Southern Utah's rapid growth has translated into a new commercial bank for St. George, the first for the community in 21 years.

Village Bank, a state-chartered bank with headquarters in the southwestern Utah town of 43,000, opened its doors Aug. 7.

The institution is the first commercial bank organized in Utah in three years.

Doug Bringhurst, chief executive, said Village Bank will serve St. George's rapidly increasing population and growing small-business market.

"There is no one major employer in town, but there are a lot of small and medium-size businesses," he said. "That's who we feel we can best serve, the smaller businesspeople."

St. George, spurred by retirees and families moving in from California, has doubled in size over the past six years. The town's population swells an additional 6,000 in winter as seasonal vacationers arrive from the north.

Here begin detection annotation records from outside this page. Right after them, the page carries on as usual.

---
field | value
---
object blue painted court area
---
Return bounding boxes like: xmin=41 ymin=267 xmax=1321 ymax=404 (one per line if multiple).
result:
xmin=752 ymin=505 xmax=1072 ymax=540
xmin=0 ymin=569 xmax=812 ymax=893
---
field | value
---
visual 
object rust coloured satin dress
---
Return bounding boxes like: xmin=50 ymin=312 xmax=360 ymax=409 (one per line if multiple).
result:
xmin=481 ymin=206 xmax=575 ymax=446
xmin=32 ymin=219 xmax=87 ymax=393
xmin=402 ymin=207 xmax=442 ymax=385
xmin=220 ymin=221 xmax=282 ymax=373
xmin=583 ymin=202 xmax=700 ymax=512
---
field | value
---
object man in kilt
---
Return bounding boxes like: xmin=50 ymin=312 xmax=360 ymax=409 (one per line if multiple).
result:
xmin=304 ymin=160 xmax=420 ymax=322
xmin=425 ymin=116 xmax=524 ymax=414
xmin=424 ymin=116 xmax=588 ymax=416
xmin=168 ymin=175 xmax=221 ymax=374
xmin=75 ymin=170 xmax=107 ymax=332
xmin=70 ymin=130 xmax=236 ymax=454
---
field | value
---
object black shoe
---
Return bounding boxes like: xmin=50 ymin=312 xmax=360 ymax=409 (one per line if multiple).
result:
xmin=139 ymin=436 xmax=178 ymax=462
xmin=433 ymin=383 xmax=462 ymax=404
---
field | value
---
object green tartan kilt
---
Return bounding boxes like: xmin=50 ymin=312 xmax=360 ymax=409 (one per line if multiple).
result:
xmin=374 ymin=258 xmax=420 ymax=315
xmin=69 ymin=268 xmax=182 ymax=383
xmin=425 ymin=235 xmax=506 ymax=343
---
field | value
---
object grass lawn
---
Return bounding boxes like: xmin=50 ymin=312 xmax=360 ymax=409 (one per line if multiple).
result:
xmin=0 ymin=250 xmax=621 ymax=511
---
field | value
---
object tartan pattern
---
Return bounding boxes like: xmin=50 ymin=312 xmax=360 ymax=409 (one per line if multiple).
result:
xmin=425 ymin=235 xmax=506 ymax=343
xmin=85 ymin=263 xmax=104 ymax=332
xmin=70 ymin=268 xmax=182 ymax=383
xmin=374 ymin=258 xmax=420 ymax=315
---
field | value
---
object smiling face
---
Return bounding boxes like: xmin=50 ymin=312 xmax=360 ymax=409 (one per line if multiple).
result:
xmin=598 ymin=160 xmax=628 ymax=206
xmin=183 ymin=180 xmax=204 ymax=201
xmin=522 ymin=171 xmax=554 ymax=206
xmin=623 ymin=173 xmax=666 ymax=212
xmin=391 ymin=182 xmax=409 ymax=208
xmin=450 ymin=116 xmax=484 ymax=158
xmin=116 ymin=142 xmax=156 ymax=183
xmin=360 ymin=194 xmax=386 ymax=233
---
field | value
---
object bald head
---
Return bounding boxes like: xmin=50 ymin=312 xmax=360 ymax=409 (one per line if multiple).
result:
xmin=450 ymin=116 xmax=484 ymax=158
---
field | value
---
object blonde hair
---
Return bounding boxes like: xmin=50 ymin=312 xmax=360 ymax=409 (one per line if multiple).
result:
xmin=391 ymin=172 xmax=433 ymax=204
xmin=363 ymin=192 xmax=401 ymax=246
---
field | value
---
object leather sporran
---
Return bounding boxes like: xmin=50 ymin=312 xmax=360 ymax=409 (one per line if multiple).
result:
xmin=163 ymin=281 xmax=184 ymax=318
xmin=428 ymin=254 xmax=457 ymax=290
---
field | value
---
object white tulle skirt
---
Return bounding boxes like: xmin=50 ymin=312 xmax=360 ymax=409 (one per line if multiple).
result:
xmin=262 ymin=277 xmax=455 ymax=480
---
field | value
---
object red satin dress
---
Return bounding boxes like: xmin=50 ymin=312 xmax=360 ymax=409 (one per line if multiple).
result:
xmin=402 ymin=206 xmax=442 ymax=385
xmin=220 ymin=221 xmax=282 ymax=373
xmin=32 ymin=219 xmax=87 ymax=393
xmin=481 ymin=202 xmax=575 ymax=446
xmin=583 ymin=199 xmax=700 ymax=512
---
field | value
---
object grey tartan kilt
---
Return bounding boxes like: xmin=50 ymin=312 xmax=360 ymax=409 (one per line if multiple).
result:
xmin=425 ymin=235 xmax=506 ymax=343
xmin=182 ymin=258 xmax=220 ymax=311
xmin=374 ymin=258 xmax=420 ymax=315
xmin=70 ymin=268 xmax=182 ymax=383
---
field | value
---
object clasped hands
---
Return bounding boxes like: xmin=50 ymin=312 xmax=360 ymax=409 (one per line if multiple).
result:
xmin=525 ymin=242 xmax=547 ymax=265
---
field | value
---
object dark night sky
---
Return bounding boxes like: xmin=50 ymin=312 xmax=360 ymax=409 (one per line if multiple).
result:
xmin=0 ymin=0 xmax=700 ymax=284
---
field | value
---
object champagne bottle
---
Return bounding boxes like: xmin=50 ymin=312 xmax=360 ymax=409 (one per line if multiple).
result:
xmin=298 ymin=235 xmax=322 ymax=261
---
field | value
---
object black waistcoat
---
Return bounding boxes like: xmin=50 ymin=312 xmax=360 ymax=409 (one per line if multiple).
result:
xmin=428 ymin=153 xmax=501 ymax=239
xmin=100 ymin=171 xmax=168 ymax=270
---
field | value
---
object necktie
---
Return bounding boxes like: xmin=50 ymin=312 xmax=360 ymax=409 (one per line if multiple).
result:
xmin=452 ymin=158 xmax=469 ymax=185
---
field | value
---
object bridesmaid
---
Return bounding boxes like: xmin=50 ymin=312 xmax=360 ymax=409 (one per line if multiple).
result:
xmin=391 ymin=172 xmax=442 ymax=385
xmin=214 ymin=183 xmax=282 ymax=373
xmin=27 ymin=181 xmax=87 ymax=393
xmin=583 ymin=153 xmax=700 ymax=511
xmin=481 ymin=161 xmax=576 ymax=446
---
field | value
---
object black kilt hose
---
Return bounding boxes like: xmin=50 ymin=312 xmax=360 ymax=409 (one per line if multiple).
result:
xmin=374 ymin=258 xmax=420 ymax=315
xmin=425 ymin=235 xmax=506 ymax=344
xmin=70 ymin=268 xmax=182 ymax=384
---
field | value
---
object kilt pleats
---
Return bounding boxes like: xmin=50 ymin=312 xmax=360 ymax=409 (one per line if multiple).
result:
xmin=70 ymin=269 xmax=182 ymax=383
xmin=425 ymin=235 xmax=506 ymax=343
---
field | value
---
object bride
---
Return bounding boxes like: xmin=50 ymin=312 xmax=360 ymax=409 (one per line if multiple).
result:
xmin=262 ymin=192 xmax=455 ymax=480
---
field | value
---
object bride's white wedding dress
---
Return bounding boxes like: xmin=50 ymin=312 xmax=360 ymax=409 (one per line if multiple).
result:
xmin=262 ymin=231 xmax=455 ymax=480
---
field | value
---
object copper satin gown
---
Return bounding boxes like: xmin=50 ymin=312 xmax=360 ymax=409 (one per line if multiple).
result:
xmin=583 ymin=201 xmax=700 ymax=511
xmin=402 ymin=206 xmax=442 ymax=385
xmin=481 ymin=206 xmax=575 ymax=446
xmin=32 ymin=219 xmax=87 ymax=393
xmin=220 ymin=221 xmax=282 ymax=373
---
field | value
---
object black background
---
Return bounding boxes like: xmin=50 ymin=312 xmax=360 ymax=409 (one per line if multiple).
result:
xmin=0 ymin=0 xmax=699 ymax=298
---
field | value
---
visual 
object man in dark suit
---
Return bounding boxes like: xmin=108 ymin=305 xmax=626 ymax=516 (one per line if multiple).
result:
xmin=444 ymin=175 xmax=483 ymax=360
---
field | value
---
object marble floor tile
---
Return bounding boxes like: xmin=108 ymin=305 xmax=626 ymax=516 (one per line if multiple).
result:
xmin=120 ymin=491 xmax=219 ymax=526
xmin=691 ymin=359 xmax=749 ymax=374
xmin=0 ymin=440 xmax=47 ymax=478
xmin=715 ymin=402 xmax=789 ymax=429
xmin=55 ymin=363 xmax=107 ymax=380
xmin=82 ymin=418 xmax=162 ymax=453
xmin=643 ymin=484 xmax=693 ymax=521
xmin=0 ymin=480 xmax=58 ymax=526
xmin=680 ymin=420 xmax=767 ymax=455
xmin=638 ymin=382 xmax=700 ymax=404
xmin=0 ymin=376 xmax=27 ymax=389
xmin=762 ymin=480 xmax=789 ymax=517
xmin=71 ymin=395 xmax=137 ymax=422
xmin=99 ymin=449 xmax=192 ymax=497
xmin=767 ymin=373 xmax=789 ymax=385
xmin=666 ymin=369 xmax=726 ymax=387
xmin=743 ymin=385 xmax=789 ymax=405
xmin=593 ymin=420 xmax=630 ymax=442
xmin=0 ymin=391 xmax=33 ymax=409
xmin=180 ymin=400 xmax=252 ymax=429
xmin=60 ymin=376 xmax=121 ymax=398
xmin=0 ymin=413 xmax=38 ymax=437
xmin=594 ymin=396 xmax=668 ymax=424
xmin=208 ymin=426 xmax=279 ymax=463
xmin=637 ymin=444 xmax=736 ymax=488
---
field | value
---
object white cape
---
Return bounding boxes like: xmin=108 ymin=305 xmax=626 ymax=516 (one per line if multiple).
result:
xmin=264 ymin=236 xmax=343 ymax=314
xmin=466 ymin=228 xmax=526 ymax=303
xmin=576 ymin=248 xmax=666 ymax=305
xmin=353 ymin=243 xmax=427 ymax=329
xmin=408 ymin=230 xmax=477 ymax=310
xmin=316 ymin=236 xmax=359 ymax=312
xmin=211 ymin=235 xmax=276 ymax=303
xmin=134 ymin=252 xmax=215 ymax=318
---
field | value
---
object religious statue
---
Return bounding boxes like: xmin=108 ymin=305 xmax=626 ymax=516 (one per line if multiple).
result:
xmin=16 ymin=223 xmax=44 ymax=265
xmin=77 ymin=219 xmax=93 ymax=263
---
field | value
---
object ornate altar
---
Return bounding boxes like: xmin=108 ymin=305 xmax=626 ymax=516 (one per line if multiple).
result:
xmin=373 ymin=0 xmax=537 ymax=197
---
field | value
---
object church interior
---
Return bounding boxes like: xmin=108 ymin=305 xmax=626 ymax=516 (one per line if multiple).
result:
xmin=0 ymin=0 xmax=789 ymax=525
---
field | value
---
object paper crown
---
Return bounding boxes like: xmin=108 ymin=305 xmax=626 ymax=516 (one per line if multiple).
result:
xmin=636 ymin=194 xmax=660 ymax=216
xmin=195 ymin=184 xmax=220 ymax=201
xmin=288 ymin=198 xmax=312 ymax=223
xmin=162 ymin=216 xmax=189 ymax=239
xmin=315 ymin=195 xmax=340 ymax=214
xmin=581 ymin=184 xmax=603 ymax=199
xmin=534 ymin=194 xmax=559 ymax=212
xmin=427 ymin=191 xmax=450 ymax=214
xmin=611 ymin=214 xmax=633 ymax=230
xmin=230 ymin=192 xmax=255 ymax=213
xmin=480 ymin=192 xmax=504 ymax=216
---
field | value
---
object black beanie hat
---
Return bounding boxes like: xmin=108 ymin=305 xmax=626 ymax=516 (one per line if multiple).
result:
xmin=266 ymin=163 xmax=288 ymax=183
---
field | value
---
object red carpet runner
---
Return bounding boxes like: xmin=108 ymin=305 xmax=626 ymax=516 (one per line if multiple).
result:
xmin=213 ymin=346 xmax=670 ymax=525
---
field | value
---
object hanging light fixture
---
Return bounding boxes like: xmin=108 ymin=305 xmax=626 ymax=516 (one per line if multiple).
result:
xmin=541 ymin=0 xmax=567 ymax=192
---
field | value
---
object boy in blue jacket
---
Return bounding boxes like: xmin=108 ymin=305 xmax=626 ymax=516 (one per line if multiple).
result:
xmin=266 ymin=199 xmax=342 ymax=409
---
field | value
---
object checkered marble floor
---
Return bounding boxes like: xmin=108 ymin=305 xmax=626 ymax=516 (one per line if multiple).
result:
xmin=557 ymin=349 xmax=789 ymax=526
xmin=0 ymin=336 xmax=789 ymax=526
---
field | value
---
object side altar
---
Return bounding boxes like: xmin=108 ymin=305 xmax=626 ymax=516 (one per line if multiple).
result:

"The area's growth rate is between 6% and 8%, and it's not projected to slow down," Mr. Bringhurst said.

Competition won't be in short supply for Village Bank, which was started with $2.5 million in capital. Sun Capital Bank, with assets of more than $60 million, is based in St. George along with a pair of savings and loans.

In addition, Zions First National Bank, Salt Lake City, Far West Bank, Provo, First Security Bank of Utah, Ogden, State Bank of Southern Utah, Cedar City, and the former First Interstate Bank of Utah, Salt Lake City, now Wells Fargo & Co., have branches in town.

"We have several banks in town, but we've also had a very good response from people within the town and have opened up a lot of accounts," he said.

Mr. Bringhurst is well known in St. George banking circles. He spent 17 years with Dixie State Bank, which was headquartered in the town until it was bought by First Security in April 1993.

Mr. Bringhurst said he has brought several former Dixie State Bank employees onboard, and he hopes to rekindle old relationships started before First Security came into town.

Lawrence W. Alder, president, Utah Bankers Association, Salt Lake City, said the state has experienced solid growth for some time, but he pointed to several reasons why few new banks have opened.

"We've had statewide branching for years, and a lot of the major players are already here throughout the state," he said. "There are also plenty of well-financed, strong community banks in place, and the credit union movement is stronger in Utah than in many other comparable states."

Mr. Bringhurst said the first step toward opening Village Bank was the purchase of a suitable operation site. In 1993, Mr. Bringhurst and five other prominent businessmen bought and began restoring the town's post office, built in 1937.

Under the eye of the state historical society, the group spent $450,000 to renovate the structure, which included decorating the lobby in a 1930s style.